You Could Be Completely Wrong About Your Attendees’ Attention Spans

Author: David McMillin       

Content is king, but content must be short — that’s the principle that most businesses live by in the digital age. It makes sense, too, based on a frequently cited study conducted by Microsoft that revealed the average human’s attention span is shorter than a goldfish’s ability to focus. If human beings can only concentrate for eight seconds, organizations across all industries have adopted a shorter-is-better approach to, well, everything. Including media. As I write this article, I’m checking my word count to make sure that I keep your attention.

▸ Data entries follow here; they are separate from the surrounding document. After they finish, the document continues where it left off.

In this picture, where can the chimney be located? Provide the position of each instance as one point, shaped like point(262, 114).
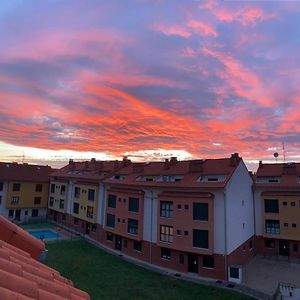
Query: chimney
point(126, 161)
point(196, 165)
point(167, 164)
point(290, 168)
point(173, 160)
point(234, 159)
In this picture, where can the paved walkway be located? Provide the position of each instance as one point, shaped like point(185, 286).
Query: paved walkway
point(265, 273)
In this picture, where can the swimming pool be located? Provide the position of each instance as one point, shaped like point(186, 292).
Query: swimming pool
point(45, 234)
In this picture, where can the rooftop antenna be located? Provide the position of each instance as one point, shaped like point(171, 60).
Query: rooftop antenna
point(283, 150)
point(276, 155)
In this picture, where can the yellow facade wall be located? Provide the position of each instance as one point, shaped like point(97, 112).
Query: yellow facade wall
point(26, 195)
point(56, 197)
point(84, 203)
point(287, 214)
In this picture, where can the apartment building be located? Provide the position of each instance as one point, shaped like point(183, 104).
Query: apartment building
point(24, 191)
point(191, 216)
point(75, 194)
point(277, 209)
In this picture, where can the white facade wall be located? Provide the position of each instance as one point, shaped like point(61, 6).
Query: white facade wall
point(239, 208)
point(219, 229)
point(3, 194)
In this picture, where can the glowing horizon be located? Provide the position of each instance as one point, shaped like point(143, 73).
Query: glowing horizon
point(195, 79)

But in an educational session at PCMA’s Convening Leaders 2018, Nicholas Thompson, editor-in-chief of WIRED, took a contrarian view to that widely accepted notion. “Are our attention spans shrinking?” Thompson asked. “I’m going to take the optimistic perspective and say no.”

As evidence, Thompson pointed to “all forms of media,” which, he said, “are getting more and more complex.” He used the wildly popular television series “Game of Thrones” as an example, comparing it to “M*A*S*H,” the TV comedy series that aired from 1972–1983.

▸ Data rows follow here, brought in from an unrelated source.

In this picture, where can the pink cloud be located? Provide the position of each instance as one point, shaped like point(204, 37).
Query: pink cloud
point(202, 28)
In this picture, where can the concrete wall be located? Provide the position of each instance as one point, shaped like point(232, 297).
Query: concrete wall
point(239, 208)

Thompson make a wise point. The success of “Game of Thrones” revolves around many characters with four-syllable names, mythical creatures, and a plot line so dense that viewers must read recaps to understand the meaning behind scenes. Its episodes are occasionally 75 minutes long. That’s not an easy show for someone with an eight-second attention span to follow, and yet, it has a huge following and wins award after award. “M*A*S*H*” was a well-regarded and critically successful series for its time, but its episodes didn’t inspire debate and high-level discussion.

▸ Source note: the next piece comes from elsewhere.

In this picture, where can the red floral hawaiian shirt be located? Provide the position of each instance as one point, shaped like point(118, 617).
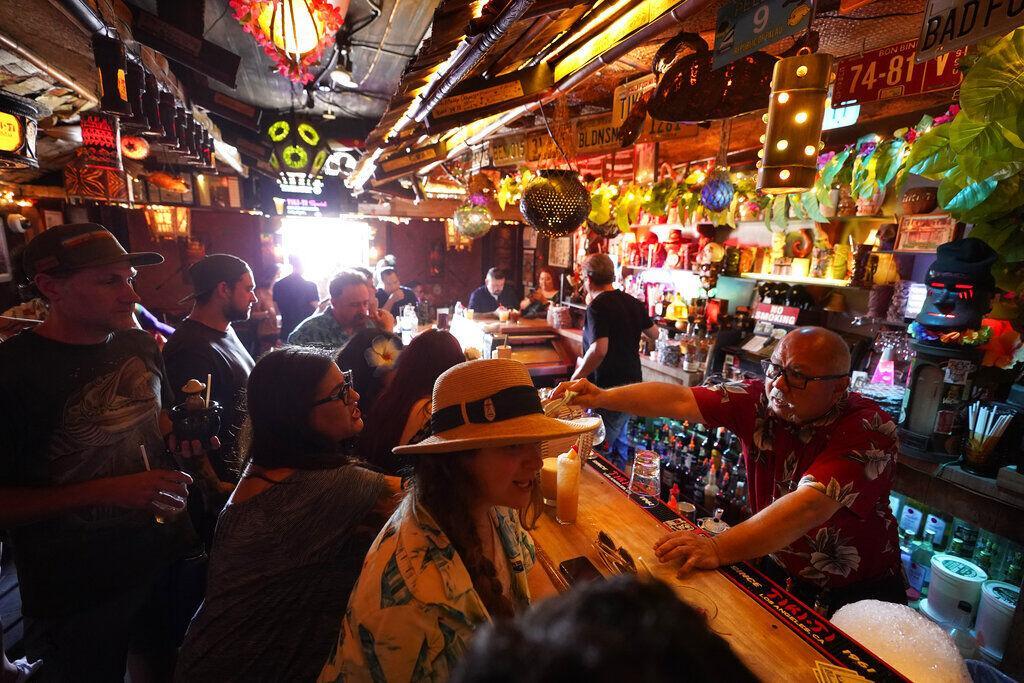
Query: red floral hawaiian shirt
point(848, 455)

Thompson’s efforts to debunk the attention-span myth weren’t confined to the screen. For example, he highlighted the explosive growth of podcasts, which often stretch into 60-minute listening sessions. Long-form journalism is also thriving. Before Thompson started at WIRED, he worked at The New Yorker where the most-read online article was a 27,000-word feature on scientology. Take that, Buzzfeed. It seems that “Your Stance on 15 Cheesy Foods Will Reveal Your Cheesiest Quality” might not be the key to capturing eyeballs.

Thompson conceded that our attention spans are shrinking in some ways, “but in other ways,” he said, “they are massively expanding.”

For event organizers, this is important to recognize. In the age of bullet-point blog posts and bite-sized educational sessions, there is still space for content and programming that requires readers and attendees spend more time and effort to really think. It just has to engage them and be worth it, even if no dragons are involved.